その眼下にまで歩みを進めたアルトリアはそう理解する。
目を合わせるでもない、まだ顔すら見えていない。だが、直感が告げている。
彼が王でないなら、この世界に、未来永劫王と言う存在など生まれ得る筈がない。
「良い度胸だ。では早速──」
──そうして、その男と目が合う
深紅の双貌はどこまでも苛烈に、どこまでも深く燃え上がる。アルトリアと同じく金色にたなびく髪、黄金比としか言いようがなく整った顔付き。
だが、そんな外見的特徴なぞ彼女にとってはどうでも良かった。
圧倒的な王気、王気と書いてオーラとでも呼ぶべきか。
遥かな威圧感との奇妙な同居。その圧力は、今までアルトリアが体験したことのないそれだった。

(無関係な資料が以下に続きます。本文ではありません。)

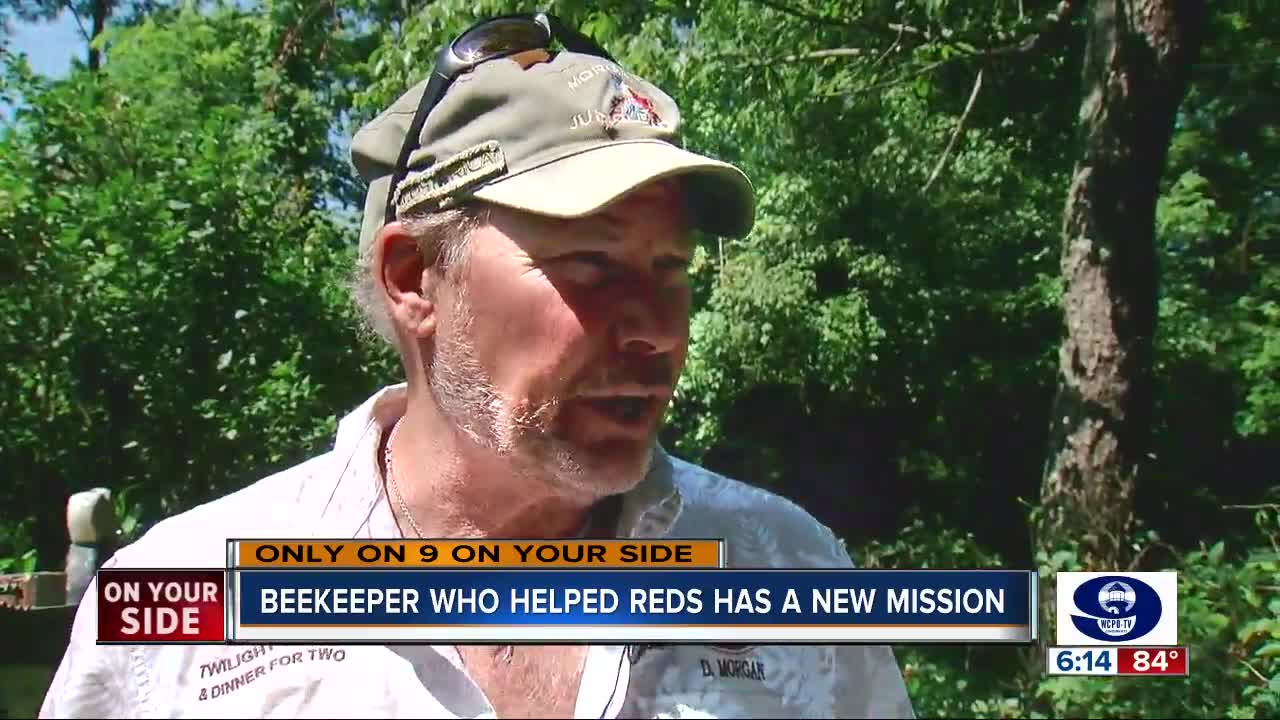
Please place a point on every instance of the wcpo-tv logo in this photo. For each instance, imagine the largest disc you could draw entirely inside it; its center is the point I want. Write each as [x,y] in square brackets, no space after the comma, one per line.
[1116,609]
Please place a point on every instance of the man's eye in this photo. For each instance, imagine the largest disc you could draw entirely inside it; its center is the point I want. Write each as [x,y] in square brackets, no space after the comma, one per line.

数秒の間。耐えかねたシドゥリが控えめに動こうとしたその時、沈黙は心底愉快そうな笑い声によって破られた。
「ふっふ──ふはははは! 何と言う者を連れてきたのだ花の魔術師よ! なるほどなるほど。これは確かに我の関心に値する──さて、そこな小娘よ。我が赦す。名乗ってみよ」
「小娘だと──!」
遥か高みから楽しむように、品定めでもするように。
艶やかに流れるような仕草で顎に手をやりながら王が嗤う。断じて笑うではない。
その差を直感として理解したアルトリアは蒼い風を纏い黄金を睨み付けた。
「ストップ。頼むからストップだよアルトリア。気持ちは理解して上げるから初っぱなから騒ぎを起こさないで。言ったろ? 彼がここの王だ。ここで決裂でもされたら文字通り人類が終る。それは私にも看過できないんだ」
一触即発な空気に割り込んだのはマーリンだった。
珍しく冷ややかな物言いをする魔術師。いつもおちゃらけているその男の冷静な言葉はどこまでも重い。その意味を理解している、アルトリアは沸き上がっていた怒りの感情をどうにか抑え込む。
「初めまして。王よ。私の名前はアルトリア。アルトリア・ペンドラゴンと申します」
違う世界線では最悪の敵同士であった二人。その二人が、運命とは違う形で邂逅する。
開き直ったセイバーさんのバビロニア編スタート
他キャラの後日談と平行してのんびりやります
感想お待ちしております!!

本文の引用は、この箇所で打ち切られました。